• Mayo Clinic Minute: How a coronary calcium scan assesses heart attack risk

Do you know your risk of coronary artery disease, the most common form of heart disease?

Dr. Regis Fernandes, a Mayo Clinic cardiologist, says an easy and efficient test called a coronary calcium scan can help determine your risk before you show symptoms.

Watch: The Mayo Clinic Minute

Journalists: Broadcast-quality video (1:04) is in the downloads at the end of this post. Please courtesy: "Mayo Clinic News Network." Read the script.

What a coronary calcium scan measures

A coronary calcium scan is a CT scan of the heart. It's a tool to help estimate risk more accurately.

"The objective is to measure the amount of calcifications in the arteries that feed your heart, the coronary arteries," Dr. Fernandes says.

The scan, he says, can see if there is plaque that contains calcium.

Dr Regis Fernandes reviews a coronary calcium scan
Dr. Regis Fernandes reviews a coronary calcium scan

"It's not harmful. But the more calcium you have in there, the more plaque you have — and the more plaque, the higher the risk," says Dr. Fernandes.

You can't lower your score, but you can lower your risk by making lifestyle changes.

"But by lowering your cholesterol level through diet and medications, etc., the cholesterol gets removed, the plaque stabilizes," says Dr. Fernandes.

And the scan can help determine if medications are right for you. 

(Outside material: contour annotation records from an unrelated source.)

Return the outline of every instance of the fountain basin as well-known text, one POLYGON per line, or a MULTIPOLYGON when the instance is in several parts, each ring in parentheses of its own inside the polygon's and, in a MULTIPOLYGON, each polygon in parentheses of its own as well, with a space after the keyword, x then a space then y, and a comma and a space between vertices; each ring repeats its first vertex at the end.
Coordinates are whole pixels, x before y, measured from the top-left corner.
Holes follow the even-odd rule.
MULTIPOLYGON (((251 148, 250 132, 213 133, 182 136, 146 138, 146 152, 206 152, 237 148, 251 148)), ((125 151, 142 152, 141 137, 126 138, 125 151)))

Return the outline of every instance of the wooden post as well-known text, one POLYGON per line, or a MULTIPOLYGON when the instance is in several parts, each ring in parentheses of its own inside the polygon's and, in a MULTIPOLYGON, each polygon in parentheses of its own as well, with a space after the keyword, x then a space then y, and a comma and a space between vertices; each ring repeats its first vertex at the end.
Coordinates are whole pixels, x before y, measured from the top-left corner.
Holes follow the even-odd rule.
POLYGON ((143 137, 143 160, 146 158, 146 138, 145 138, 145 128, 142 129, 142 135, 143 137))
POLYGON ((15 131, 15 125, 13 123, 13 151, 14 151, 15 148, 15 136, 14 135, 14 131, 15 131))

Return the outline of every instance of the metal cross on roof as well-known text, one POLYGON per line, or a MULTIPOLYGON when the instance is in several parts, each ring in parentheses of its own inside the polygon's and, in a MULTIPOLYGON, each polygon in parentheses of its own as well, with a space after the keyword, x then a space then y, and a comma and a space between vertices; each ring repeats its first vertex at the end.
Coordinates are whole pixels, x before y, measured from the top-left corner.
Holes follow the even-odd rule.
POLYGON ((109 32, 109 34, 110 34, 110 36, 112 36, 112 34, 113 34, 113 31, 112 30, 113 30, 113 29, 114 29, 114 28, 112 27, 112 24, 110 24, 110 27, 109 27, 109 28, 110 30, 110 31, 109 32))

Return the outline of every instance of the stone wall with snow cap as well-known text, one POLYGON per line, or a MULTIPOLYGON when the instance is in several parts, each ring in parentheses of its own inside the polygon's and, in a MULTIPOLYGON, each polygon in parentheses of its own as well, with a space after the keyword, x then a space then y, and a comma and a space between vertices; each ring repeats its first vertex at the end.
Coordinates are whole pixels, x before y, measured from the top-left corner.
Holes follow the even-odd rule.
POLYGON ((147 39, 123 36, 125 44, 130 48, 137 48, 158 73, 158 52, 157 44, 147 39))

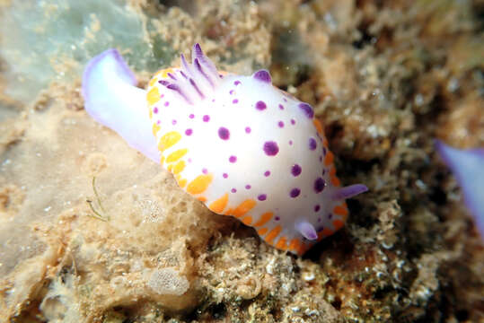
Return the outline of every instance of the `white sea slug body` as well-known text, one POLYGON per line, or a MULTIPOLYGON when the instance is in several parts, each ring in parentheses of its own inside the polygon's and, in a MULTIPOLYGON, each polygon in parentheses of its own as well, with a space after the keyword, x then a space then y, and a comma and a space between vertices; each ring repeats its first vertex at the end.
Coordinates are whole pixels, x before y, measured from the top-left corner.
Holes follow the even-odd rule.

"A calcium score is a risk assessment tool. That's the key is to help people to decide if they go on a medication or not, and how much of it and what's the more accurate way to measure that risk," Dr. Fernandes.

The image on the left shows where the heart is typically located in the body (A). The middle image shows the area of the coronary calcium scan image (B). The image on the right shows a coronary calcium scan (C).
The image on the left shows where the heart is typically located in the body (A). The middle image shows the area of the coronary calcium scan image (B). The image on the right shows a coronary calcium scan (C).

Dr. Fernandes says new technology enables calculating coronary calcium scores from scans used for other purposes, such as cancer screening.

Talk with your healthcare team to find out if you're a candidate for a coronary calcium scan.